Skorka completed his Ph.D. in chemistry during his first years as a pulpit rabbi, but while he champions a dialogue between reason and science in religion as much as between Christians and Jews—“Religion is a matter of faith but we can’t say there are answers. Science must speak with religion,” he told me—his true home is his shul, not the academy. He moved to Benei Tikva from Lamroth Hakol in the mid-1970s at a time when the synagogue’s president was set on reviving the congregation. “I felt this person was renewing the synagogue in order to give me something,” Skorka tells me, “in order for me to work more and to gather more and more things and people here.”
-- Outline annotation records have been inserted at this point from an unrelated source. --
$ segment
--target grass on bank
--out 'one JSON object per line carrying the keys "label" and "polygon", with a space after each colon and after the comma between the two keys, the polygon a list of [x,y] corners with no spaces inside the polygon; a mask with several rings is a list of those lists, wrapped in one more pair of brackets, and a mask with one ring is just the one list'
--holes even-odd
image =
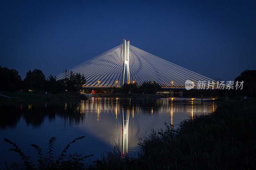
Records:
{"label": "grass on bank", "polygon": [[116,146],[90,166],[73,166],[94,169],[256,168],[256,99],[226,98],[214,112],[184,120],[177,130],[166,125],[166,129],[152,130],[140,139],[136,156],[122,155]]}
{"label": "grass on bank", "polygon": [[[194,116],[177,130],[152,130],[136,157],[107,152],[96,169],[253,169],[256,167],[256,99],[226,98],[208,115]],[[113,156],[113,155],[117,155]],[[118,155],[119,155],[118,156]]]}

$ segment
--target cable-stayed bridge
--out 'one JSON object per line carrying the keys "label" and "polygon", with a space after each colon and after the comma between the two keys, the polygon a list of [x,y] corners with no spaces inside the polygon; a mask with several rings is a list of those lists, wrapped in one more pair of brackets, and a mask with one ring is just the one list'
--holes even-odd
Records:
{"label": "cable-stayed bridge", "polygon": [[213,80],[164,60],[130,44],[123,43],[56,75],[57,79],[68,77],[68,73],[83,74],[84,87],[118,87],[124,82],[155,81],[163,88],[184,88],[189,80],[196,87],[200,82]]}

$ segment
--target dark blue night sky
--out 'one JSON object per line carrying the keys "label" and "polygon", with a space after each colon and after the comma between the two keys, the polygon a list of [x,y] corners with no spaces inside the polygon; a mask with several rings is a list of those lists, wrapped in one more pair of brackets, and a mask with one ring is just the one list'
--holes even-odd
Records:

Skorka shrugged when I asked him about the impact of his new international profile. “In my daily life l have much more work to do now,” he replied. “But in my spiritual life I feel like God has given me a good opportunity to do something relevant in life.” He paused, then added, “A rabbi must be a teacher, a master. He has to be a master in all fields.”
In April, Skorka presided over a Seder attended by 150 congregants. Before the ceremony, guests bustled in the social hall hugging each other and filling the room with chatter in Spanish. Elegant older women with bobbed hair and sleek all-black outfits dashed with sequins pecked each other on the cheeks. Tiny boys in yarmulkes looked longingly at matzo stacks still forbidden to taste. The cantor, wearing a suit, stood with a swanlike woman in white stilettos, poised to sing next to the keyboard player, who tapped his foot. Waiters scurried out with a final few red wine bottles from the kitchen; as the ceremony began, a flock of freshly lipsticked teen girls sauntered in to take their seats.
Wearing a humble smile and a suit accented with a blue tie, Skorka peered out over his glasses, gathering in the darting energy of the crowd. Then, in a low, meditative tone, he began to speak. The room hushed, listening. Bright Haggadahs were opened, and the Passover story began. “The word Seder means ‘order,’” he said in Spanish. “Just as the universe has order, so must a human being, to move with purpose.”